Irrational numbers, unlike rational numbers, cannot be expressed as simple fractions with the numerator and denominator as whole numbers. Instead, these numbers go on forever without repeating and do not have an exact fractional equivalent. Examples of irrational numbers include \( \pi \) (pi) and \( \sqrt{2} \). These numbers present a unique challenge in calculations since their decimal forms are infinite and non-repeating.

• Pi (\( \pi \)) is approximately 3.14159 but continues indefinitely without any repeating pattern.
• The square root of 2 (\( \sqrt{2} \)) is around 1.41421 and also continues infinitely.

Understanding irrational numbers help us handle more complex problems in mathematics where dimension and angles involve numbers beyond fractions.

Contradiction Method

The contradiction method is a classic and powerful technique in mathematics used to prove statements by assuming the opposite is true. Then, through logical reasoning, you demonstrate this assumption leads to an illogical or false conclusion, hence the initial statement must be true. This method effectively shows that if the negated statement leads to an impossibility, the original statement holds.
Here's how it typically works:

• Assume the opposite of what you want to prove.
• Use logical steps to show this assumption results in a contradiction, meaning it clashes with known facts or leads to an impossibility.
• Conclude that the original statement must be true as assuming otherwise doesn't work.

This method not only strengthens understanding but also solidifies the foundation for many mathematical arguments.

Mathematical Proof

A mathematical proof is a logical argument that demonstrates the truth of a mathematical statement. In the world of mathematics, proving something means more than just showing it's likely true; it means showing that it must be true, without any doubt. Proofs are structured arguments that use axioms (basic truths), definitions, and previously established propositions to arrive at a conclusion.
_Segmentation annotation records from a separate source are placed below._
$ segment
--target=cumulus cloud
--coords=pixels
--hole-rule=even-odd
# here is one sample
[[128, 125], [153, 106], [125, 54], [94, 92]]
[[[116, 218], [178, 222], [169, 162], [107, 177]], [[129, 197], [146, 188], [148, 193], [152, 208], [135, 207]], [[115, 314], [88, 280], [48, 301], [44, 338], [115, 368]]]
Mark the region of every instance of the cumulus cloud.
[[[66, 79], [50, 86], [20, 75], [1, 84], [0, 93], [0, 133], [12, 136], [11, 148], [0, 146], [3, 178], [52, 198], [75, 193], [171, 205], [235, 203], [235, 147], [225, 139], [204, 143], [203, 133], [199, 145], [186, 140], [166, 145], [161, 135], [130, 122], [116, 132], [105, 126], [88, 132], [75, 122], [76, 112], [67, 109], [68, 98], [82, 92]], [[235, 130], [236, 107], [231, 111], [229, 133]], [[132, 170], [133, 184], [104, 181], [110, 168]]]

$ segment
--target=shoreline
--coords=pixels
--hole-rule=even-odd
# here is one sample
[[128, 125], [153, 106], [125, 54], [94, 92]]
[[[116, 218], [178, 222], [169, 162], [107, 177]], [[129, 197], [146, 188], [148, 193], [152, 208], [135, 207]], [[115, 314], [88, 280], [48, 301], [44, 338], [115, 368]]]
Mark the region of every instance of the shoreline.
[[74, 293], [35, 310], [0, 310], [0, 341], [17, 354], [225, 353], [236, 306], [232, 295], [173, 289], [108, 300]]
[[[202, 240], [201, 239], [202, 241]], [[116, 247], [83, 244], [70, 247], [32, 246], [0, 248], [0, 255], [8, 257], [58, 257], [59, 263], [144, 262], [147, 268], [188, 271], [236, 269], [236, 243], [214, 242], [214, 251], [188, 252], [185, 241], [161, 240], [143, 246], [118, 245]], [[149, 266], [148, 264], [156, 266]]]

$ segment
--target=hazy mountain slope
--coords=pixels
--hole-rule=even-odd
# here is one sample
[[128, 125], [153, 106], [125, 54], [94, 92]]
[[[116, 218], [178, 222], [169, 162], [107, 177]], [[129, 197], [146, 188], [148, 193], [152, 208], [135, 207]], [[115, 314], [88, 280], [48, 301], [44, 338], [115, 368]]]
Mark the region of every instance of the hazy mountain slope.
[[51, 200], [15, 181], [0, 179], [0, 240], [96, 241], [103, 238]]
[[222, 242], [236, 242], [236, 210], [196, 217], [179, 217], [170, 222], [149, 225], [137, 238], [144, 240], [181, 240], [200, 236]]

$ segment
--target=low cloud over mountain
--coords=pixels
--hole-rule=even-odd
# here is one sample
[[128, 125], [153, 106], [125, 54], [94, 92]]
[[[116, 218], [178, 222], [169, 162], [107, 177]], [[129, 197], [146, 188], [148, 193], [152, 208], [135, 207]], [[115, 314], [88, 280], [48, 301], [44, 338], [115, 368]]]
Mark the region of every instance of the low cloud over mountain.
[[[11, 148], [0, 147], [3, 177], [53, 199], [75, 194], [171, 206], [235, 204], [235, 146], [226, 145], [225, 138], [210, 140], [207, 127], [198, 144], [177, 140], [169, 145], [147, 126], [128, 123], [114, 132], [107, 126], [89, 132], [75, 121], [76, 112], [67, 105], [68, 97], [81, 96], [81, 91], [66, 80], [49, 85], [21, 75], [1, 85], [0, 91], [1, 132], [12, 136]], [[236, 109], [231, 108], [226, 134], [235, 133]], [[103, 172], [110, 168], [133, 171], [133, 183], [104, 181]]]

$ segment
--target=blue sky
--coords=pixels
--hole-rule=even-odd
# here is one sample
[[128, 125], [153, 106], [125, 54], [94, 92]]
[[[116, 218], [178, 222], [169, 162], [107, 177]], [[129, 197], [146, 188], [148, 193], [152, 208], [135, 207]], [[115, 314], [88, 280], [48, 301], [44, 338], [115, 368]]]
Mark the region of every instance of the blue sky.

• Proofs begin by clearly stating what you want to prove, known as the theorem or proposition.
• They employ logical steps, using rules and theorems, to build a case for why the statement is true.
• Each step in a proof must be justified by either logical deduction or mathematical laws.

The process of crafting a proof not only verifies the statement but also deepens understanding of the underlying mathematical structures and relationships. Emphasizing clarity and rigor, proofs help ensure that mathematical theories are reliably sound.